Please tell us about yourself.
Namaste. My name is Rani (pronounced “Ronnie”) and I was born in India then adopted when I was 14 months old. I grew up in Morris, Minn., and graduated in 2018 with a bachelor’s degree in sociology from the University of Minnesota, Morris. I published research about gender stereotypes in sports and then went on to earn a master’s degree in educational leadership with an emphasis in student affairs. I hope to earn my doctorate in education at some point and focus on Third Culture Kids, conditional admits, and adult learners. On a more personal side, I love the Green Bay Packers, enjoy weightlifting, and am a cotton candy connoisseur. I also have two cats named Middleton and Radford.
What does your role entail and how long have you been in this position?
I started as the diversity support coordinator in the Center for Student Success in July 2020. I support the success of students from diverse identities (race, ethnicity, sexual orientation, etc.) and serve as a resource and advocate for students on campus. I also specifically work with two scholarship cohorts, Act Six and CAS. When I am not meeting one on one with students, I am part of a few committees on campus and meet with different offices to help serve the needs of our students.
How do you help first-year students transition into their life at Concordia?
College is a big transition and can be quite stressful when you’re navigating a new life change. My work in the Center for Student Success is to provide students with tools so they feel more confident and successful in their courses. One way I do this is by providing learning strategies, study schedules, and resources (tutoring and writing center). Because student engagement is important, I try to help students get connected to the different offices we have on campus (Counseling Center, Career Center, and Student Engagement). More specific to the BIPOC community, I will work directly with them on their experiences of being a person of color on a predominantly white campus.

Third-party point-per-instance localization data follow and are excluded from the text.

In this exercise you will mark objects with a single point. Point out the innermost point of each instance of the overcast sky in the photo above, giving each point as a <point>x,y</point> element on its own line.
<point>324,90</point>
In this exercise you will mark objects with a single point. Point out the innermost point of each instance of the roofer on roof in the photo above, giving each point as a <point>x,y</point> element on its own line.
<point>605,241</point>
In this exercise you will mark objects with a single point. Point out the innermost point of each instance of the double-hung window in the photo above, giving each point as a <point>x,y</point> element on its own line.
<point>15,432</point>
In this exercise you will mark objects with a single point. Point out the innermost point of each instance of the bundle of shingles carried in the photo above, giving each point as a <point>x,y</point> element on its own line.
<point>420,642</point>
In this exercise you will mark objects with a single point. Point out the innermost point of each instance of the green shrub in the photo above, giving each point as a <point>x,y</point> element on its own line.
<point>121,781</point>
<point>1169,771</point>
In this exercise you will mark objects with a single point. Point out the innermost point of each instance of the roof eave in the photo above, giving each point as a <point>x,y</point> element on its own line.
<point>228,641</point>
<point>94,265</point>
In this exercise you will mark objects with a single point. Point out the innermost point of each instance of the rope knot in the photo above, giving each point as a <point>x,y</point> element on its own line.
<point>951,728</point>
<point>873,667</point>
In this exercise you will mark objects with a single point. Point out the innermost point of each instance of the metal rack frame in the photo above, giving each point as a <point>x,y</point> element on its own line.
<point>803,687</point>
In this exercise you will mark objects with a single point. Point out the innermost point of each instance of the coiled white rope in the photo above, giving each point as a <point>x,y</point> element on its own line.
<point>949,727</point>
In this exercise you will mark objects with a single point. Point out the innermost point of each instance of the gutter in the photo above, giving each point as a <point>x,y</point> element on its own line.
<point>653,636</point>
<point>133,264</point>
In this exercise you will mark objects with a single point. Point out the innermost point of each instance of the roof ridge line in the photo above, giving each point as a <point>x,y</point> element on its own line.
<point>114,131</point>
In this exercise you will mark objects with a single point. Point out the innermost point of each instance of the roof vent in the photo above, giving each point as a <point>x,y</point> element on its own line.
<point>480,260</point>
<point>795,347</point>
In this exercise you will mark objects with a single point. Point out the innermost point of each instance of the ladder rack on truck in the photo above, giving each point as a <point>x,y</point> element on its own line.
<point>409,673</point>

What’s your favorite part of your role?
I really enjoy creating meaningful relationships with the students I work with, specifically seeing their growth from first semester to second semester. I also enjoy the culture in my office and feel very supported by my colleagues.
What are your favorite aspects of working at Concordia?
I really enjoy working with my colleagues in the Center for Student Success because they have been great mentors to me. Since day one, everyone has been so welcoming to me and I’ve enjoyed connecting with a new student population. Concordia reminds me of my alma mater, UMM, because both are small liberal arts colleges and I appreciate feeling a piece of “home” with me. I also love when students see me around campus and wave or stop by my office for snacks. However, hands down, Taco in a Bag in DS is my favorite.
What are some of the cultural- and identity-based student organizations at Concordia?
We have 60+ active student organizations and many are identity-based or focused on multiculturalism. We have the Black Student Union, Djembe (a student-run literary magazine), Latinx Organization for Achievement, Asian Student Association, International Student Organization, and many more.
In what ways is Concordia working toward diversity, equity, and inclusion?
Concordia had a fall workshop about “excellence through diversity” and, as a POC, it was refreshing to see the dedication being put toward DEI work. I presented with a colleague about Third Culture Kids and how we can help support and retain students. Concordia also has Implicit Bias Training, which is another step toward bringing awareness to the injustices that take place in the world. Our office continues to strive toward diversity, equity, and inclusion through diversity training for our subject tutors and writing center tutors. I recently applied for the Inclusive Teaching and Diversity Leadership Certificate that the Office of Diversity and Academic Affairs is offering. I am fairly confident that more work will be done in the coming months and years.
What are you most proud of in your work since starting as the diversity support coordinator?
I am proud of the “Tired” project I did with the BIPOC students in Fall 2020. It was a great opportunity to acknowledge the diversity we have on campus. The BIPOC students on campus are wonderful about advocating for themselves and I enjoy seeing them fight for what is right.
What are some goals you have for the future in regard to your role?
I would love to have one event each semester that is focused on diversity, equity, and inclusion.
Create an atmosphere that allows students of color to feel like they belong.
Improve the representation of underrepresented populations.
Invite guest speakers to campus to speak about their experiences of being a person of color and the work that they do.
What advice would you give to current and incoming students?
Get involved — that was something I regretted not doing as an undergrad. However, it motivated me to be more involved during my graduate program. If you’re a new student at Concordia (first-year, transfer, international), take advantage of Orientation. I thought I knew everything about UMM and skipped a lot of the sessions and activities (learn from me and don’t do the same thing). As I said before, Concordia and UMM are similar and the ability to connect with your professors one on one is wonderful. Take advantage of office hours — your professor wants you to come and ask them questions. And, of course, visit our office — the Center for Student Success — we’re pretty cool.
What do you enjoy about the Fargo-Moorhead area?
Hands down, the India Palace in Fargo. My significant other and I are definitely frequent visitors. I live by a few parks and walking paths, so I enjoy taking 5-mile walks in the summer. I also like that if the Target in Moorhead doesn’t have something, I can just drive over the river to the Target in Fargo.
Is there anything else you would like to add?
I hope you decide to take your educational journey to Concordia College. We care deeply about our students and will set you up for success.